Yes! That's important.

So let's use ABS data on an SA4 level, that can be joined with LFS via readabs, and joined with polling booth data.

We could explore how areas with high unemployment (or who are in Sahm-recessions) vote

wfmackey commented 5 years ago

This structure also allows a sub-subsection on how-to-best download data from TableBuilder.

jonathananolan commented 5 years ago

I think we should come up with a project that has layers which allow the introduction of more complex analysis, but with a great pay off at the end of each relatively short section. Cleaning a non tidy dataset should not be first because it's boring and conceptually difficult.

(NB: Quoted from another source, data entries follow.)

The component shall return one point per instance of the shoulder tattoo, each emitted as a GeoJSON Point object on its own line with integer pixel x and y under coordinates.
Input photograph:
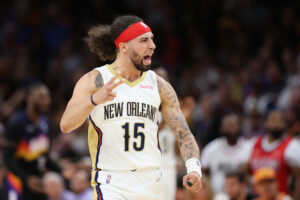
{"type": "Point", "coordinates": [99, 80]}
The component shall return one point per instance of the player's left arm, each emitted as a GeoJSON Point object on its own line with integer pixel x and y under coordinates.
{"type": "Point", "coordinates": [189, 149]}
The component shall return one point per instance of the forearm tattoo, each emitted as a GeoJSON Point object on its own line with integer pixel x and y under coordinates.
{"type": "Point", "coordinates": [176, 121]}
{"type": "Point", "coordinates": [99, 80]}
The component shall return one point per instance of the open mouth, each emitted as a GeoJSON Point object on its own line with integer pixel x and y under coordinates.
{"type": "Point", "coordinates": [147, 60]}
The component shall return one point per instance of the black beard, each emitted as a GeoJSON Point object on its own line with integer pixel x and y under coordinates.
{"type": "Point", "coordinates": [276, 133]}
{"type": "Point", "coordinates": [232, 140]}
{"type": "Point", "coordinates": [138, 65]}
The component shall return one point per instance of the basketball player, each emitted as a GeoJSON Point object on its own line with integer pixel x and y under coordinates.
{"type": "Point", "coordinates": [123, 115]}
{"type": "Point", "coordinates": [26, 157]}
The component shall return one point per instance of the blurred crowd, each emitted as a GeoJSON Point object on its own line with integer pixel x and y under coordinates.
{"type": "Point", "coordinates": [235, 65]}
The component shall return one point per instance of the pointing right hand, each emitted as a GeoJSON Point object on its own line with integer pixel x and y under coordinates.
{"type": "Point", "coordinates": [105, 93]}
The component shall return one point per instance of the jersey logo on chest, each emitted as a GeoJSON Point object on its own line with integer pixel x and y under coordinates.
{"type": "Point", "coordinates": [132, 109]}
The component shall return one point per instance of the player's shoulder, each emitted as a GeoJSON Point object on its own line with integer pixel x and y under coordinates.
{"type": "Point", "coordinates": [294, 145]}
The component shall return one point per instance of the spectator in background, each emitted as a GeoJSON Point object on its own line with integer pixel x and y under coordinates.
{"type": "Point", "coordinates": [278, 151]}
{"type": "Point", "coordinates": [236, 186]}
{"type": "Point", "coordinates": [26, 152]}
{"type": "Point", "coordinates": [80, 185]}
{"type": "Point", "coordinates": [266, 185]}
{"type": "Point", "coordinates": [225, 154]}
{"type": "Point", "coordinates": [55, 188]}
{"type": "Point", "coordinates": [167, 143]}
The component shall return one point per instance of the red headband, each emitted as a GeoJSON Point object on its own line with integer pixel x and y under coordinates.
{"type": "Point", "coordinates": [132, 32]}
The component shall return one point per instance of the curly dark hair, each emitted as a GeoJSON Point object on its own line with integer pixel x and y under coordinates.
{"type": "Point", "coordinates": [101, 38]}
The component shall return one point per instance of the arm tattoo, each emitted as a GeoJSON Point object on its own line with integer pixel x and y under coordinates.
{"type": "Point", "coordinates": [99, 80]}
{"type": "Point", "coordinates": [176, 121]}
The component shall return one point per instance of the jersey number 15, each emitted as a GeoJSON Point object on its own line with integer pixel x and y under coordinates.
{"type": "Point", "coordinates": [136, 134]}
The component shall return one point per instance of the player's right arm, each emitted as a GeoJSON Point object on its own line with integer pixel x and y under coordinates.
{"type": "Point", "coordinates": [80, 105]}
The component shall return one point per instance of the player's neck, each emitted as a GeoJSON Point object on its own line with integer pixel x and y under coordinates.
{"type": "Point", "coordinates": [126, 68]}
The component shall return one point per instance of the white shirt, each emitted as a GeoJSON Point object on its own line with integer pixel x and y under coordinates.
{"type": "Point", "coordinates": [221, 158]}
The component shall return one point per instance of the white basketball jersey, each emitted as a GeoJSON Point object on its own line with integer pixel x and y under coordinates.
{"type": "Point", "coordinates": [123, 132]}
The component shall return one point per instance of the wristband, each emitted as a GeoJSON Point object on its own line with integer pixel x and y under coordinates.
{"type": "Point", "coordinates": [92, 100]}
{"type": "Point", "coordinates": [193, 165]}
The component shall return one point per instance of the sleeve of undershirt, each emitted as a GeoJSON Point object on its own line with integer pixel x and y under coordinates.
{"type": "Point", "coordinates": [292, 152]}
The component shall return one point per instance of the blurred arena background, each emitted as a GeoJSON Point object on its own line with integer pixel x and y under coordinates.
{"type": "Point", "coordinates": [222, 56]}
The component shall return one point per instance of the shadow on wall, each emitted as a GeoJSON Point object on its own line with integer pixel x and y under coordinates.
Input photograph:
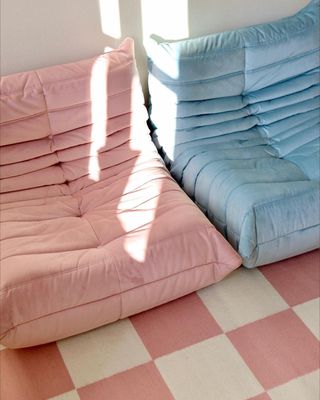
{"type": "Point", "coordinates": [50, 33]}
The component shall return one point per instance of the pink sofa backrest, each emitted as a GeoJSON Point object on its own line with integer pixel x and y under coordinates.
{"type": "Point", "coordinates": [67, 122]}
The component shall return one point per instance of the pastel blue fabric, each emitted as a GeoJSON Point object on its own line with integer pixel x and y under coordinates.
{"type": "Point", "coordinates": [236, 118]}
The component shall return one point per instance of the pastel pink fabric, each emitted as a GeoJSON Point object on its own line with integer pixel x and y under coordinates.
{"type": "Point", "coordinates": [93, 228]}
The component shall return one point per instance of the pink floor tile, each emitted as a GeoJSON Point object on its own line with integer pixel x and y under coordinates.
{"type": "Point", "coordinates": [263, 396]}
{"type": "Point", "coordinates": [140, 383]}
{"type": "Point", "coordinates": [297, 279]}
{"type": "Point", "coordinates": [175, 325]}
{"type": "Point", "coordinates": [277, 348]}
{"type": "Point", "coordinates": [33, 374]}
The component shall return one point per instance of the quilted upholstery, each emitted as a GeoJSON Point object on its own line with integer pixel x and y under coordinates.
{"type": "Point", "coordinates": [93, 228]}
{"type": "Point", "coordinates": [237, 120]}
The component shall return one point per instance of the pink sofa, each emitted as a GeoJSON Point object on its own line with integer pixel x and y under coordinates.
{"type": "Point", "coordinates": [93, 228]}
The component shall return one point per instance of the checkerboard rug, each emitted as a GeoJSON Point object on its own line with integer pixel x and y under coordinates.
{"type": "Point", "coordinates": [255, 335]}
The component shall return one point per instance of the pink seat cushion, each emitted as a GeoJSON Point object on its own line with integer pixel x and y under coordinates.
{"type": "Point", "coordinates": [93, 227]}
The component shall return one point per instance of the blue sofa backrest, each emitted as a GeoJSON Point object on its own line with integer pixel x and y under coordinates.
{"type": "Point", "coordinates": [256, 83]}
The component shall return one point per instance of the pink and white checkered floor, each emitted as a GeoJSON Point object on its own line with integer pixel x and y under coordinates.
{"type": "Point", "coordinates": [254, 335]}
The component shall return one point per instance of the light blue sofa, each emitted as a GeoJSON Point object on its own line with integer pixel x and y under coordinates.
{"type": "Point", "coordinates": [236, 117]}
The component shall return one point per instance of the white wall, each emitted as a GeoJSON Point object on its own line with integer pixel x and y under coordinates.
{"type": "Point", "coordinates": [38, 33]}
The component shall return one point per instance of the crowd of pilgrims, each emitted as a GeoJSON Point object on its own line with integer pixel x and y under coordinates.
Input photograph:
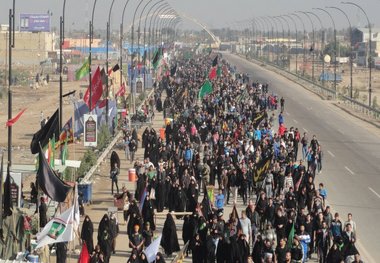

VISTA is a great tidy dataset - but we could use another one as long as it has geographical and temporal elements.

So the start could be:

S1: What's the mode share in Melbourne?

Importing a CSV.
Pipes
Group_by and summarise
Write_csv

s2 - Is the mode share different for women and men?

*_join
Simple bar chart in GGPLOT.
Getting your project ready for QC

s3 - Is the mode share changing over time?

lubridate.

s4 Is there a relationship between unemployment and mode share?

Cleaning messy ABS data frames
Creating maps

And on from there...

MattCowgill commented 5 years ago

I like this idea, though I'm not sure how far down the path of using a different data set/ project @wfmackey is.

One thing I don't like about your structure @jonathananolan is "getting your project ready for QC" sitting where it is. We really want to stress the importance of project setup, folder structure, etc. so this will come before the data work.